Working as part of an international team in North America and West Africa, a researcher at The Scripps Research Institute (TSRI) has published new findings showing the ancient roots of the deadly Lassa virus, a relative of Ebola virus, and how Lassa virus has changed over time.

This transmission electron micrograph (TEM) depicted numbers of Lassa virus virions adjacent to some cell debris. Image/C. S. Goldsmith
This transmission electron micrograph (TEM) depicted numbers of Lassa virus virions adjacent to some cell debris. Image/C. S. Goldsmith

“This gives us a clear view of how the virus is evolving, which is important to know as we develop vaccines and therapies,” said TSRI biologist Kristian G. Andersen, a lead author of the new study.

At least 5,000 people die each year from Lassa fever. The virus is spread through contact with urine and droppings from infected Mastomys natalensis rodents (which are a natural “reservoir” of the virus)—and the disease can spread from human to human.

In the new study, published August 13 in the journal Cell, the team—whose senior members included Pardis Sabeti and Joshua Levin of Harvard University and the Broad Institute, Robert F. Garry of Tulane University and Christian Happi of Nigeria’s Irrua Specialist Teaching Hospital and Sierra Leone’s Kenema Government Hospital—used a technique called next-generation sequencing to analyze genomes of Lassa virus samples taken from wild Mastomys natalensis and human patients in Nigeria and Sierra Leone.

Nigeria
Nigeria map/CIA

The genomic data showed that far-flung strains of Lassa virus share a common ancestor that can be traced back more than 1,000 years to an area today known as Nigeria. This surprised the researchers, as Lassa fever was first described in Nigeria in 1969. “The virus has very ancient roots,” said Andersen.
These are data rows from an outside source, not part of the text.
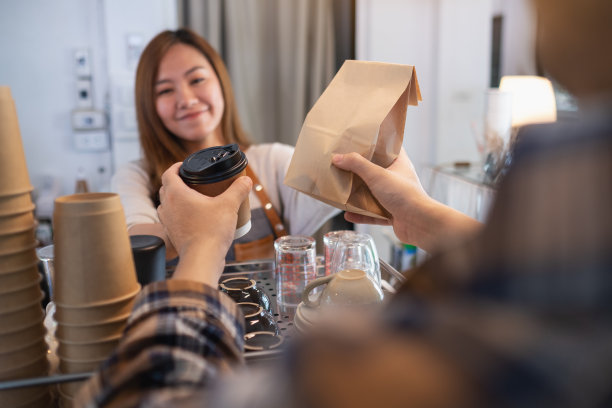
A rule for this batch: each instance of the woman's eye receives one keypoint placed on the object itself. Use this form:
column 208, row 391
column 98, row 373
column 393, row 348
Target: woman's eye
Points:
column 163, row 91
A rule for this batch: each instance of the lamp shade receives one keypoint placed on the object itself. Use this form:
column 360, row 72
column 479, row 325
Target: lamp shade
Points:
column 533, row 99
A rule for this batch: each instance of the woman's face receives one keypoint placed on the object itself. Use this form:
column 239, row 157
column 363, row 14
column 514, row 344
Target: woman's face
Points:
column 189, row 99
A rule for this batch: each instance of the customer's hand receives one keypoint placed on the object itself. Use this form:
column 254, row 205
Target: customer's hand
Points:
column 397, row 188
column 200, row 227
column 416, row 218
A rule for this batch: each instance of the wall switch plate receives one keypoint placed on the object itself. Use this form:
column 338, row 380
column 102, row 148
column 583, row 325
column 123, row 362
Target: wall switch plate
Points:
column 91, row 140
column 82, row 62
column 84, row 95
column 88, row 119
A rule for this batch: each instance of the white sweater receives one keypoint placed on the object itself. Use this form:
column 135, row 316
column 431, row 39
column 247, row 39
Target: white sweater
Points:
column 301, row 214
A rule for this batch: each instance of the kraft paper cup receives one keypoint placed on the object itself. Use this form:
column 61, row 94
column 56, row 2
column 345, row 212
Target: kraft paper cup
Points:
column 19, row 280
column 38, row 368
column 15, row 203
column 69, row 390
column 17, row 241
column 43, row 401
column 93, row 258
column 15, row 261
column 87, row 351
column 17, row 222
column 15, row 340
column 13, row 170
column 68, row 366
column 99, row 314
column 211, row 171
column 90, row 333
column 15, row 300
column 22, row 317
column 38, row 397
column 23, row 356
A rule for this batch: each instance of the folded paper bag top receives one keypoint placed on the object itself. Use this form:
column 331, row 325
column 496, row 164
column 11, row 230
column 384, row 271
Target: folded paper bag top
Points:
column 362, row 110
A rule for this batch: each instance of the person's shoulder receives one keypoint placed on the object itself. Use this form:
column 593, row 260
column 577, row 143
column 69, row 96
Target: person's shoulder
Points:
column 562, row 136
column 271, row 153
column 270, row 148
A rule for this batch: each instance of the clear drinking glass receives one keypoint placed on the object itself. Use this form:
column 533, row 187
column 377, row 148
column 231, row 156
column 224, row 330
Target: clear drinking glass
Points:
column 45, row 255
column 296, row 266
column 356, row 251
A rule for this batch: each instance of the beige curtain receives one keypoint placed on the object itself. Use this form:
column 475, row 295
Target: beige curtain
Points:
column 280, row 54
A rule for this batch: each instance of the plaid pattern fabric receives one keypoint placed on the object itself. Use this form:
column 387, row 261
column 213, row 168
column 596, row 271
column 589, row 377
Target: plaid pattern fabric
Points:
column 181, row 335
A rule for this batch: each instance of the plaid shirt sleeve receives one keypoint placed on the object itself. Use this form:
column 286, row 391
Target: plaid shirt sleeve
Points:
column 181, row 335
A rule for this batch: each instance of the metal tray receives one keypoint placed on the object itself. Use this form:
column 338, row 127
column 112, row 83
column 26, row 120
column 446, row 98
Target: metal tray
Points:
column 262, row 271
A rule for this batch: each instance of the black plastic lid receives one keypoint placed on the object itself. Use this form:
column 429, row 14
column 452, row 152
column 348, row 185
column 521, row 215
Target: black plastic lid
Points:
column 213, row 164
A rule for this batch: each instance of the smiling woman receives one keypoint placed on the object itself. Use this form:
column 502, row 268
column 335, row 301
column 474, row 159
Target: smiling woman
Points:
column 185, row 103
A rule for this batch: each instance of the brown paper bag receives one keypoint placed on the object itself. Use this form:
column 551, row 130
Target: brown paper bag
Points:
column 362, row 110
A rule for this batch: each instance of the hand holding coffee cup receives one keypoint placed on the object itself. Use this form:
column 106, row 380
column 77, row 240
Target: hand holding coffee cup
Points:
column 211, row 171
column 201, row 228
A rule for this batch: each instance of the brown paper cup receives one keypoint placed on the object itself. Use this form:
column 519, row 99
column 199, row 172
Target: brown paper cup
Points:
column 87, row 351
column 15, row 340
column 243, row 225
column 15, row 300
column 69, row 390
column 17, row 222
column 100, row 314
column 19, row 280
column 38, row 397
column 90, row 333
column 38, row 368
column 93, row 257
column 15, row 204
column 13, row 170
column 23, row 317
column 28, row 354
column 68, row 366
column 43, row 401
column 17, row 241
column 16, row 261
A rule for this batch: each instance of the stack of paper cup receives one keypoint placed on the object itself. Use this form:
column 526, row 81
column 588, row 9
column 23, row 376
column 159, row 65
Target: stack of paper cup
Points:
column 95, row 281
column 23, row 351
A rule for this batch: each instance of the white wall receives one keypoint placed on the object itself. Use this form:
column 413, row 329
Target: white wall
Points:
column 37, row 39
column 129, row 26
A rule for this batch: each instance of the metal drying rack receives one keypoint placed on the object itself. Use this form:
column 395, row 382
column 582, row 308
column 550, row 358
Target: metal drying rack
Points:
column 262, row 271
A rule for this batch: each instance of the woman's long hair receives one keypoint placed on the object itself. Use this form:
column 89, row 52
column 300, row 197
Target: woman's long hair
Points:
column 161, row 148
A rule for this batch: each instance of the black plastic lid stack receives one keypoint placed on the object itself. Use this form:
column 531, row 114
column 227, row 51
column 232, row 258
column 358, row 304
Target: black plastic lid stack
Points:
column 213, row 164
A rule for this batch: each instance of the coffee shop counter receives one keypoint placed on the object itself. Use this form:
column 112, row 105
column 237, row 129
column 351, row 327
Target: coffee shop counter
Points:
column 262, row 272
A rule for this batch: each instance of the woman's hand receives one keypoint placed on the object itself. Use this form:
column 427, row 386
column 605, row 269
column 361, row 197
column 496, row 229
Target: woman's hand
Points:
column 416, row 218
column 201, row 228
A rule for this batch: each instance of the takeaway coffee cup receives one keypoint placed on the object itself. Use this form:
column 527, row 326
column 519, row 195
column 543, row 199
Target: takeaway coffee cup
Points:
column 211, row 171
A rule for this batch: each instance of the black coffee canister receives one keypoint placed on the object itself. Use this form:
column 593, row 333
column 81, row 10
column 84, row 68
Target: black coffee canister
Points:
column 149, row 258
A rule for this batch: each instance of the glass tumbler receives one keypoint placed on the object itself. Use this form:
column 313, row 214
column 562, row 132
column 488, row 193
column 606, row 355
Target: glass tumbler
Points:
column 45, row 255
column 356, row 251
column 296, row 266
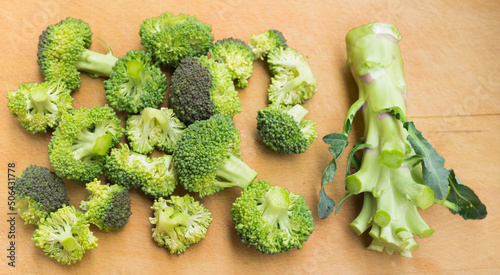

The researchers found that the virus spread out of Nigeria about 400 years ago and over the past couple of hundred years moved into Guinea, Liberia and Sierra Leone—the same part of the world where the largest outbreak of Ebola virus has been raging since 2013. As Lassa virus spread, the virus mutated and seemed to better adapt to mammalian hosts.

The new data also show that most Lassa fever cases are caused by frequent “spillover” infections from the wild rodent reservoir to humans, rather than spreading from human to human. “The reason Lassa hasn’t yet grown into this huge epidemic is because there is limited transmission between humans,” said Andersen. “That’s a major difference between Lassa virus and Ebola virus.”

Andersen noted that local scientists in West Africa were key for this new study and will be crucial for future studies in the region. He views the next step in this research as understanding how the virus mutates within individual hosts as it confronts the immune system.